Горячие дни настали для агронома Ибрахима: с утра до ночи не слезает с лошади, повсюду надо успеть — посмотреть семена, проверить глубину вспашки. В эгу пору ложится на плечи тяжелый груз — ты в ответе за будущий урожай. В ответе перед своей совестью и перед сотнями людей. И порой так намотаешься за день, что кажется, еще минута — и усталость тяжелым сном сморит тебя в седле, но приходит словно второе дыхание, и снова берешь себя в руки и гонишь лошадь к дальним загонам. Кажется, весь ты пропах земляным духом и конским потом и до веку будешь так пахнуть — настолько липок и силен этот запах.
Во многих бригадах уже раскрыты картофельные бурты, сортируют, сушат. Не во всех буртах картошка выдержала зиму, в иных много гнилья. Сколько пропало картофеля! А почему? Да потому, что бурты на зиму плохо укрыли. Казалось бы, нехитрое дело — укрыть бурт, но, как говорится, нет села без нерадивого.
Ибрахим лишь грустно покачивает головой, глядя, как потрошат бурты в третьей бригаде, распространяющие влажный запах картофельной прели.
Не первая это страда для Ибрахима, много их было, и каждая не похожа на другую, а нынешняя в особенности. Встречал ее Ибрахим не в чужой стороне, а в родном ауле. Не оберешься стыда, случись что не так по твоей вине. Да и председатель такая, что поневоле выложишь всего себя, дабы в грязь лицом не ударить. Легко с ней работать. Сколько в ней уверенности, причем — заразительной... Конечно, она права: главное сейчас — ввести твердую оплату трудодней. Пусть сперва не деньгами, а зерном и сеном, овощами и мясом... Удастся ли? Должно удаться. Хороший, слаженный коллектив она вокруг себя сколачивает...
Думая о Жамилят, никак не ожидал, что увидит ее на проселке. Тоже верхом, она поднималась снизу, из аула. Еще издали приветливо помахала ему рукой. Узнала! И когда съехались, спросила:
— Что нового наверху во второй бригаде?
— В обеих траншеях картошка померзла.
— Плохо. Что же будем сажать?
— Надо посмотреть, как она перезимовала у других, если благополучно, перераспределим семена. А если и там одна гниль, тогда... — Ибрахим замялся, не найдя, что сказать.
— Что же ты можешь предложить, товарищ агроном? Как нам вылезать из этой ситуации?
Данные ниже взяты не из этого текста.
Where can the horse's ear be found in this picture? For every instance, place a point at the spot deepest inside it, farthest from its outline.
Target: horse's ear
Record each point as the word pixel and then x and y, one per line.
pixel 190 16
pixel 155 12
Просить помощь у района надоело. Повсюду от нас только и слышат: дайте того, дайте этого...
— Это так, — вздохнул Ибрахим. — Слушай, Жами, а если... если пустить негодную для посадки картошку на крахмал? Его ведь продать можно. А на вырученные деньги купить семенную картошку.
— На крахмал? Верная мысль! Да, да, верная. Интересно, сколько получится крахмала?
— Вскроют все бурты, тогда видно будет, но я думаю, хватит с лихвой.
— Спасибо за добрый совет, Ибрахим. Лучшего выхода, по-моему, у нас нет.
— Не стоит благодарности, ведь картофель — и моя забота.
Поехали бок о бок к полям. Солнце в зените, настало время обедать. Издали видно, как один за другим останавливаются тракторы, трактористы выпрыгивают из машин и спешат к полевому стану.
Но когда подъехали к стану, увидели: печка не дымится, длинный, похожий на базарный прилавок, дощатый стол пуст, а трактористы — кто лежит на соломе, кто покуривает на завалинке. И лица у всех хмурые.
— Как дела, ребята? — спросил Ибрахим.
— Горючее кончилось, — неохотно ответил один, с чумазым, перепачканным соляркой и пылью лицом.
— Как кончилось? — не поняла Жамилят, слезая с лошади.
Чумазый засмеялся, кивнул на трактор, стоявший неподалеку:
— Не у него, а у нас горючее кончилось, — и похлопал себя по животу.
— Повариха вчера домой уехала и не вернулась, — сказал, подходя, другой, уже умывшийся, с мокрыми приглаженными волосами. — Со вчерашнего дня не ели.